Si l’on conseillait aux gens, non de faire tort aux consommations favorables à leur bien-être et à celui de la société, mais seulement d’augmenter la masse de leurs consommations, ce serait leur conseiller d’avoir plus de revenus, de devenir plus riches ; conseil assez futile, si on ne leur indique pas en même temps les moyens de devenir plus riches. Et si vous leur indiquez ces moyens, si vous leur dites : Développez votre intelligence ; soyez plus industrieux ; mettez en valeur vos terres et vos capitaux ; multipliez ces capitaux par des accumulations graduelles, vous leur dites : produisez ; mot qui, à lui seul, signifie tout le reste. En effet, la consommation suit infailliblement une production véritable ; car produire, c’est donner de la valeur ; cette valeur ne peut naître dans une chose que de l’envie qu’elle excite chez des consommateurs quelconques, et ceux-ci ne l’achètent que pour la consommer.
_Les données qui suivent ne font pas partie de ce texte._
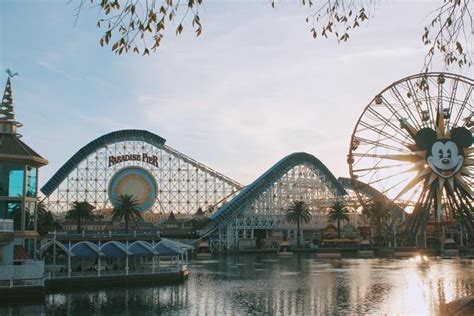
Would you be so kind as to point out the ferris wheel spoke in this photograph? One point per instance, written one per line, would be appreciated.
(387, 191)
(388, 122)
(407, 158)
(383, 133)
(463, 106)
(380, 144)
(379, 167)
(417, 102)
(453, 93)
(406, 106)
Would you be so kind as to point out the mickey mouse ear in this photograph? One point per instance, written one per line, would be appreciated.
(425, 138)
(461, 136)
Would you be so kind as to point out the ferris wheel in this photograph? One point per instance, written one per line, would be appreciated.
(413, 143)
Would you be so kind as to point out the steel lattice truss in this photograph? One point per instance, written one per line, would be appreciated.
(184, 185)
(268, 211)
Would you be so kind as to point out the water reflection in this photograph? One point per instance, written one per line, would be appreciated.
(298, 285)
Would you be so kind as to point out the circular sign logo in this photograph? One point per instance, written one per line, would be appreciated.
(134, 181)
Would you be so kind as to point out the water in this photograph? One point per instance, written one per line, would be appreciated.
(268, 284)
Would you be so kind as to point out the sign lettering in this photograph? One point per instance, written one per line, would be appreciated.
(151, 159)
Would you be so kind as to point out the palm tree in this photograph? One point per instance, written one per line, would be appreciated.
(80, 211)
(338, 213)
(298, 213)
(127, 208)
(377, 215)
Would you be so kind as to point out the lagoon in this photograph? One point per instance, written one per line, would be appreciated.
(268, 284)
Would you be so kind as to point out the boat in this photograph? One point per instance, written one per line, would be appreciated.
(203, 250)
(285, 249)
(365, 249)
(450, 249)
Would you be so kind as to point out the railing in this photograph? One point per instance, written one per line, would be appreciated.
(62, 273)
(6, 226)
(28, 274)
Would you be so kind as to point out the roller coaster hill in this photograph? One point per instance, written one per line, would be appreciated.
(182, 198)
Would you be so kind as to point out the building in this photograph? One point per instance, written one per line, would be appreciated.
(19, 165)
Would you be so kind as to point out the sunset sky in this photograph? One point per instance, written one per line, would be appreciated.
(252, 89)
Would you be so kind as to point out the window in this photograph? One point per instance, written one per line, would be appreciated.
(11, 180)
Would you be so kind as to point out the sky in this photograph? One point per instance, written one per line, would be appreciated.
(253, 88)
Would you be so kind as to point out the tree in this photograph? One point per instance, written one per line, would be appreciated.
(377, 215)
(139, 26)
(298, 213)
(46, 221)
(338, 213)
(127, 208)
(80, 212)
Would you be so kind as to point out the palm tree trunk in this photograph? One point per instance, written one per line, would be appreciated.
(298, 233)
(338, 229)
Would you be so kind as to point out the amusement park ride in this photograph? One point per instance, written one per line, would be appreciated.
(413, 143)
(411, 148)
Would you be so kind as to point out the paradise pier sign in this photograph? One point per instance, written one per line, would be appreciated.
(151, 159)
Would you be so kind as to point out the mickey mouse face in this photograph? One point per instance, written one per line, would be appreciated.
(445, 159)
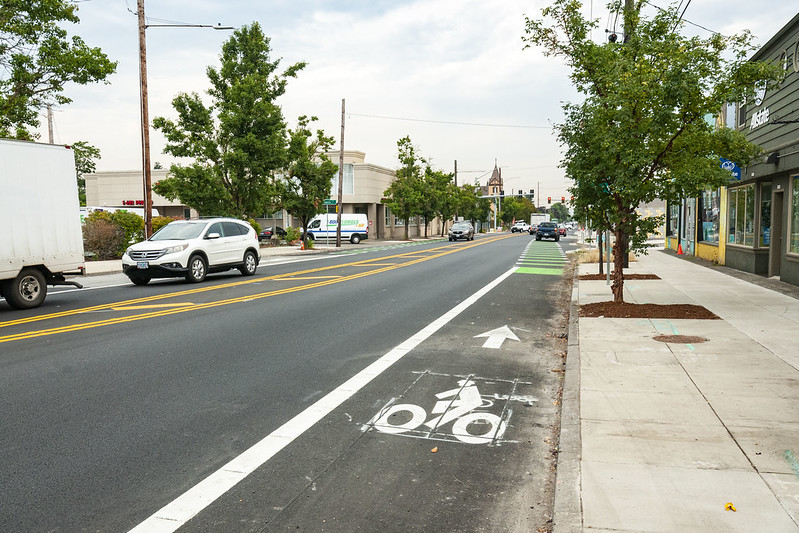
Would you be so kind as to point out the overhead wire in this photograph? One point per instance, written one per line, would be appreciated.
(430, 121)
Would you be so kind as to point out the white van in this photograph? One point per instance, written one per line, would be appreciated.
(354, 226)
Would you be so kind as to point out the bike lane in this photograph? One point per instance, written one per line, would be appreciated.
(456, 435)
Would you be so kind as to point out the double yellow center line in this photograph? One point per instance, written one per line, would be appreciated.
(162, 310)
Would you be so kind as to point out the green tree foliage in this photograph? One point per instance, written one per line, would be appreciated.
(436, 196)
(85, 154)
(560, 212)
(641, 131)
(470, 206)
(239, 142)
(37, 59)
(404, 196)
(512, 208)
(309, 173)
(448, 205)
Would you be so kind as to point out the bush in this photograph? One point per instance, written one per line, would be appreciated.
(103, 238)
(132, 224)
(293, 234)
(256, 226)
(160, 222)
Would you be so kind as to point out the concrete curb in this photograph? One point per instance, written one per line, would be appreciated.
(568, 512)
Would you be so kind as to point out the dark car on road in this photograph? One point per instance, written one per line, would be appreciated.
(268, 232)
(547, 230)
(461, 230)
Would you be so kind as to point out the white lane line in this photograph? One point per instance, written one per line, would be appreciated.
(176, 513)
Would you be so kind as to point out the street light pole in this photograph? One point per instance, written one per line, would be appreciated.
(145, 123)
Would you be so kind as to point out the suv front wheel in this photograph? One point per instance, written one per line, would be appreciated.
(250, 264)
(198, 268)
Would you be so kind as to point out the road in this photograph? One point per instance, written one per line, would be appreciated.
(349, 392)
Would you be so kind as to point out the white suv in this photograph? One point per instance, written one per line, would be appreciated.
(520, 226)
(192, 249)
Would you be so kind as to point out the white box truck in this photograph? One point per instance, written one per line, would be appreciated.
(41, 239)
(354, 227)
(537, 218)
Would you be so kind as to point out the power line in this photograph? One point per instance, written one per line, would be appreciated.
(686, 20)
(448, 122)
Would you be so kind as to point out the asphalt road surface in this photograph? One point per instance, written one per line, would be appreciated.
(403, 388)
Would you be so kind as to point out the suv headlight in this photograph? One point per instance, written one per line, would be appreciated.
(175, 249)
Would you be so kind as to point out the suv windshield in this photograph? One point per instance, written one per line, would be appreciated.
(179, 232)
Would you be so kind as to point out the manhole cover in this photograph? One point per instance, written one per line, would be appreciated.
(680, 339)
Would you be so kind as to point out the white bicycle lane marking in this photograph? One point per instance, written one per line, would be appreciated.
(182, 509)
(464, 399)
(459, 406)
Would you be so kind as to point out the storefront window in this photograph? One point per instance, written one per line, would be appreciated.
(674, 214)
(709, 211)
(765, 215)
(742, 215)
(349, 181)
(795, 216)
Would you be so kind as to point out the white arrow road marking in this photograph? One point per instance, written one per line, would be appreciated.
(497, 336)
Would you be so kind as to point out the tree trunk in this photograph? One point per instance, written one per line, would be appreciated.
(601, 259)
(618, 267)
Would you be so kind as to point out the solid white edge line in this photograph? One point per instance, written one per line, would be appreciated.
(176, 513)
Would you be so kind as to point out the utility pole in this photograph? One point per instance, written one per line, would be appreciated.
(50, 123)
(145, 123)
(340, 178)
(628, 20)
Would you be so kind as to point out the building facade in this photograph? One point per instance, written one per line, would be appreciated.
(753, 224)
(763, 207)
(362, 192)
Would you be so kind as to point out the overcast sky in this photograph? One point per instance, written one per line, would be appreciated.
(451, 74)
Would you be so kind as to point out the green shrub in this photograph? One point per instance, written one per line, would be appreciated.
(132, 224)
(160, 222)
(256, 226)
(103, 238)
(293, 234)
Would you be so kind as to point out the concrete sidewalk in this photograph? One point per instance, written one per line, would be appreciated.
(661, 437)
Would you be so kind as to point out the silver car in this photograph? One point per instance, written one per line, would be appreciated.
(192, 249)
(461, 230)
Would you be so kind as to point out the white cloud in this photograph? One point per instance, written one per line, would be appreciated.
(437, 60)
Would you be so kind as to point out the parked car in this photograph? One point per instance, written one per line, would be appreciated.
(192, 249)
(520, 226)
(461, 230)
(547, 230)
(270, 231)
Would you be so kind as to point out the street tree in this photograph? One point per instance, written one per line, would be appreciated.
(560, 212)
(404, 195)
(641, 131)
(38, 59)
(471, 206)
(239, 142)
(511, 209)
(449, 204)
(309, 173)
(436, 185)
(85, 155)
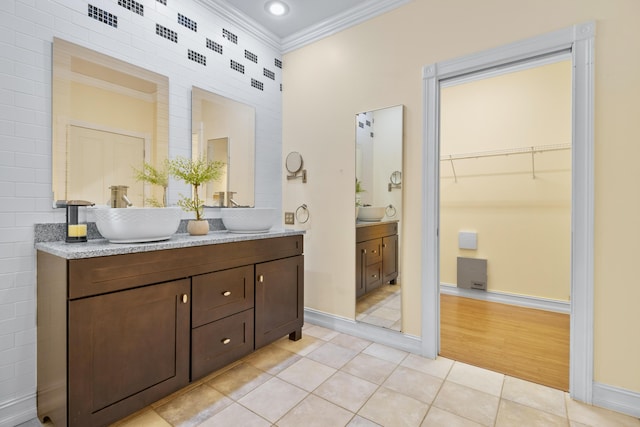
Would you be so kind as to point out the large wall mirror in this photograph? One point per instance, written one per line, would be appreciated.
(224, 130)
(378, 187)
(109, 118)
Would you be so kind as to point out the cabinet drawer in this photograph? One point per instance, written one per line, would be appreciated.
(219, 343)
(373, 276)
(373, 253)
(221, 294)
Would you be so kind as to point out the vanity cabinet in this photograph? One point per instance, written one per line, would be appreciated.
(117, 333)
(376, 256)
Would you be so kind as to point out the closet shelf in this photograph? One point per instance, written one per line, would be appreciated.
(533, 150)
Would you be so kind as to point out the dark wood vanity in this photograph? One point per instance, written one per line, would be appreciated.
(376, 255)
(117, 333)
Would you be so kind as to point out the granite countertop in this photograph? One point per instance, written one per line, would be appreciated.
(370, 223)
(102, 247)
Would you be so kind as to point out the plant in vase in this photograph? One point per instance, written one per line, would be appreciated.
(195, 172)
(155, 176)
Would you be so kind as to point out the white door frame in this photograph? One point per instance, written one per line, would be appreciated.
(579, 40)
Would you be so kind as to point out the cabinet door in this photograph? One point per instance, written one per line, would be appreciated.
(389, 259)
(360, 268)
(279, 300)
(126, 350)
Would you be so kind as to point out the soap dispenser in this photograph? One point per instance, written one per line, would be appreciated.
(76, 222)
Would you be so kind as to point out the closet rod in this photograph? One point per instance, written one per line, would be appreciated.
(505, 152)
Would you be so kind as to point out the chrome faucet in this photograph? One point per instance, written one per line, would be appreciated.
(119, 197)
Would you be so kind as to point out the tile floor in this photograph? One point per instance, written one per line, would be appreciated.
(332, 379)
(381, 307)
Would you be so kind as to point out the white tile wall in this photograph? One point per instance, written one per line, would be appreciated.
(27, 28)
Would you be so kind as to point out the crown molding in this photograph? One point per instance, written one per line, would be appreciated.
(323, 29)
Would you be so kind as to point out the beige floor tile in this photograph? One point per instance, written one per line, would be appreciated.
(437, 417)
(316, 412)
(235, 415)
(146, 418)
(535, 396)
(332, 355)
(468, 403)
(302, 347)
(239, 380)
(438, 367)
(514, 414)
(193, 407)
(272, 359)
(346, 390)
(358, 421)
(385, 353)
(321, 333)
(369, 368)
(273, 399)
(390, 408)
(414, 384)
(597, 417)
(306, 374)
(348, 341)
(476, 378)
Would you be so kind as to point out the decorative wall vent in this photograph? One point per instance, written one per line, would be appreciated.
(216, 47)
(229, 36)
(133, 6)
(103, 16)
(183, 20)
(270, 74)
(197, 57)
(251, 56)
(257, 84)
(237, 66)
(166, 33)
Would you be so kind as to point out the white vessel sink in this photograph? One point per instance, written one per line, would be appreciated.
(133, 225)
(249, 220)
(371, 213)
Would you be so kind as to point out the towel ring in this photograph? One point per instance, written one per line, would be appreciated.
(390, 211)
(302, 214)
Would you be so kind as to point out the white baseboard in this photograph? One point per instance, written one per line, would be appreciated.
(501, 297)
(18, 411)
(376, 334)
(617, 399)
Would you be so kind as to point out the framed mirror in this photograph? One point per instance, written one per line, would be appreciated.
(223, 129)
(109, 118)
(379, 152)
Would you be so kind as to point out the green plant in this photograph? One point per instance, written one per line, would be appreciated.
(155, 176)
(195, 172)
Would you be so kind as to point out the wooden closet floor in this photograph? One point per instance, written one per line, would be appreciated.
(521, 342)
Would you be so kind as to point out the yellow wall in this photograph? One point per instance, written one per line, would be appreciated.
(523, 224)
(379, 63)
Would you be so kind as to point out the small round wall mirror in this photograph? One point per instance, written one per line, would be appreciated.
(396, 178)
(294, 162)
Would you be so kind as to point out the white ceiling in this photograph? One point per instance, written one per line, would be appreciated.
(307, 20)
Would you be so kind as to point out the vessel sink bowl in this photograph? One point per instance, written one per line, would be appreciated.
(371, 213)
(249, 220)
(133, 225)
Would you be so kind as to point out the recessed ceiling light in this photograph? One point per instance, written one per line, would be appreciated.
(276, 8)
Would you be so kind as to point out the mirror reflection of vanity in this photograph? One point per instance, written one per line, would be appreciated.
(109, 117)
(224, 130)
(379, 140)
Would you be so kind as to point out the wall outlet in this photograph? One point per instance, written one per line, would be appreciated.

Toutes les fois qu’un fait n’arrive pas de cette manière, il n’est qu’un accident dont le producteur ou le consommateur sont la victime, et qu’on évite autant qu’on peut.

Si l’encouragement que l’on croirait devoir donner à la consommation stérile allait jusqu’à porter atteinte à des capitaux, ce ne serait plus seulement une consommation que l’on provoquerait aux dépens d’une autre ; ce serait la suppression de toutes les consommations successives qui se seraient renouvelées chaque fois que la portion dissipée du capital aurait été dépensée pour une production nouvelle ; car on ne peut faire valoir un capital qu’en le dépensant, et on le dépense de nouveau aussi souvent qu’il est rétabli par la production.

On supposera peut-être que les ventes provoquées par la consommation stérile, sont favorables aux producteurs en ceci que tout produit terminé étant une portion non encore réalisée du capital de l’entrepreneur, plus sa vente est prompte, et plus tôt il peut, avec le même capital, re-

  1. S’il m’était permis d’exprimer la même idée par une locution populaire, je dirais : Portez des souliers, parce que l’usage d’une chaussure est une consommation salutaire ; mais n’usez pas des souliers pour faire gagner les cordonniers.